List of settled issues regarding Bangladesh war crimes trials

Here is the list of 12 key issues settled by the Appellate Division and the International Crimes Tribunal as mentioned in the judgement in the case against ex-Jamaat MP Sakhawat Hossain and seven others.

i. Customary International Law [CIL] shall not be applied if it is contrary to the Act of 1973;

ii. There is no rule of CIL that prohibits our domestic Tribunal to proceed with the trial as per our domestic legislation;

iii. Our domestic Tribunal has the jurisdiction to continue with the trial in any manner acting in derogation of rules of public international law;

iv. There is nothing repugnant to CIL in the Act of 1973, rather it is consonant with the provisions of CIL;

ICTv. The inordinate delay in commencing any proceedings under the Act of 1973 ipso facto can not be a ground to doubt the truth or veracity of the prosecution case;

vi. By the amendment of section 3(1) of the Act of 1973 through Act No.LV of 2009 the jurisdiction of the Tribunal has been extended to try and punish ‘any individual,’ ‘organization’ or ‘group of individuals’ besides any member of any armed, defence or auxiliary forces, irrespective of his nationality who has committed crimes against Humanity mentioned in section 3(2) of the Act of 1973;

vii. The Act of 1973 is a protected law and the moment, sub- section (1) of section 3 was amended by way of substitution, it became part of the Statute and it got the protection of any legal challenge to be void or unlawful or even to have become void or unlawful in view of the provisions of Article 47(3) of our Constitution;

viii. The clemency given to the admitted prisoners of War, pursuant to the tripartite agreement of 1974, in no way, either match the Act of 1973 or any of its provisions ineffective, invalid or void;

ix. Mere failure of the successive governments to act in accordance with the Act of 1973 for last more than forty years, in no way, gave any right to the accused to be exonerated from being tried for the commission of crimes against Humanity as mentioned in section 3(2) of the Act of 1973;

x. In the Act of 1973, no limitation has been prescribed for initiating proceedings against any individual or group of individuals or organization or any member of any armed, defence or auxiliary forces irrespective of nationality for the commission of his crimes mentioned in section 3(2) of the Act of 1973;

xi.
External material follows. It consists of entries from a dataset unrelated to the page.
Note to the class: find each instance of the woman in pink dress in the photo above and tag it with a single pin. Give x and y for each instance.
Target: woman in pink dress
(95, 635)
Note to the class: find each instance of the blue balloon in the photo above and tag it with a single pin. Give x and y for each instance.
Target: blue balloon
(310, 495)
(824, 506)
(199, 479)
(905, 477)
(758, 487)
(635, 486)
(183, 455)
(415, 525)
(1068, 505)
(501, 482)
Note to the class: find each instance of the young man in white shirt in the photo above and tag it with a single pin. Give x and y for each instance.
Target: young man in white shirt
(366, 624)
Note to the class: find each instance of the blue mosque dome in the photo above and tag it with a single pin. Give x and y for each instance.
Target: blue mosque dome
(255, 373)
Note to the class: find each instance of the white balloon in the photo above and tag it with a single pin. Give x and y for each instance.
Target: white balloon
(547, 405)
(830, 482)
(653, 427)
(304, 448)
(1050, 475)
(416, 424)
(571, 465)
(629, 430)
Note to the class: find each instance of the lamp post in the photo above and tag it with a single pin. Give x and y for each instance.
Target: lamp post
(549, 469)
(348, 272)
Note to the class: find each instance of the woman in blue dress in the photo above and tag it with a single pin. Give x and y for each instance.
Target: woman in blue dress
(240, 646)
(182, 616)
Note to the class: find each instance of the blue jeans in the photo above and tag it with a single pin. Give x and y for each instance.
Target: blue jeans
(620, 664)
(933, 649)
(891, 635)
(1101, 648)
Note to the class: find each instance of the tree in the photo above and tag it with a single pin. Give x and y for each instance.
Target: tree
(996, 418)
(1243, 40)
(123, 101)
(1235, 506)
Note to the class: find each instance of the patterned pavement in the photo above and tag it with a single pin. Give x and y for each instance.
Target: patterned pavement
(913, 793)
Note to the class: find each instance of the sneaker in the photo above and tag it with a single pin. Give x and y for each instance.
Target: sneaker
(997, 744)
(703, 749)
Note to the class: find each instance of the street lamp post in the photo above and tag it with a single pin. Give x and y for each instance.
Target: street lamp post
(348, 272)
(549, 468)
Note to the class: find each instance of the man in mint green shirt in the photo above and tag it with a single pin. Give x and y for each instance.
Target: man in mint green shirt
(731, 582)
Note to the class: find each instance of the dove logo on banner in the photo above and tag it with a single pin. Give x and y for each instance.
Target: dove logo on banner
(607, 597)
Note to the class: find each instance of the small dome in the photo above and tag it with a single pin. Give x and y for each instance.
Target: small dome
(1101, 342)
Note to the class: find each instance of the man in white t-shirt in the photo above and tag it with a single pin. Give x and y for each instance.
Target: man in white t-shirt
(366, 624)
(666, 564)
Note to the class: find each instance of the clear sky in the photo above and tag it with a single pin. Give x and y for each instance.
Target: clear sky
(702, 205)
The Collaborators Order, 1972, a different legislation aiming to prosecute the persons for the offences punishable under the Penal Code, were scheduled in the Collaborators Order, 1972, while the Act of 1973 has been enacted to prosecute and try the persons for crimes against Humanity, genocide and other crimes committed in violation of customary international law [CIL], and as such, there is no scope to characterize the offences indulging in the Collaborators Order, 1972 to be the same offences as specified in the Act of 1973;

xii. The Act of 1973 is a codified law, thus, it is not needed to travel to seek assistance from other trials held or is being held by the tribunals/ courts either under the charter of agreements of the nations or under other arrangements under the mandate of United Nations or other International body, such as Nuremberg trial and the Balkan trials.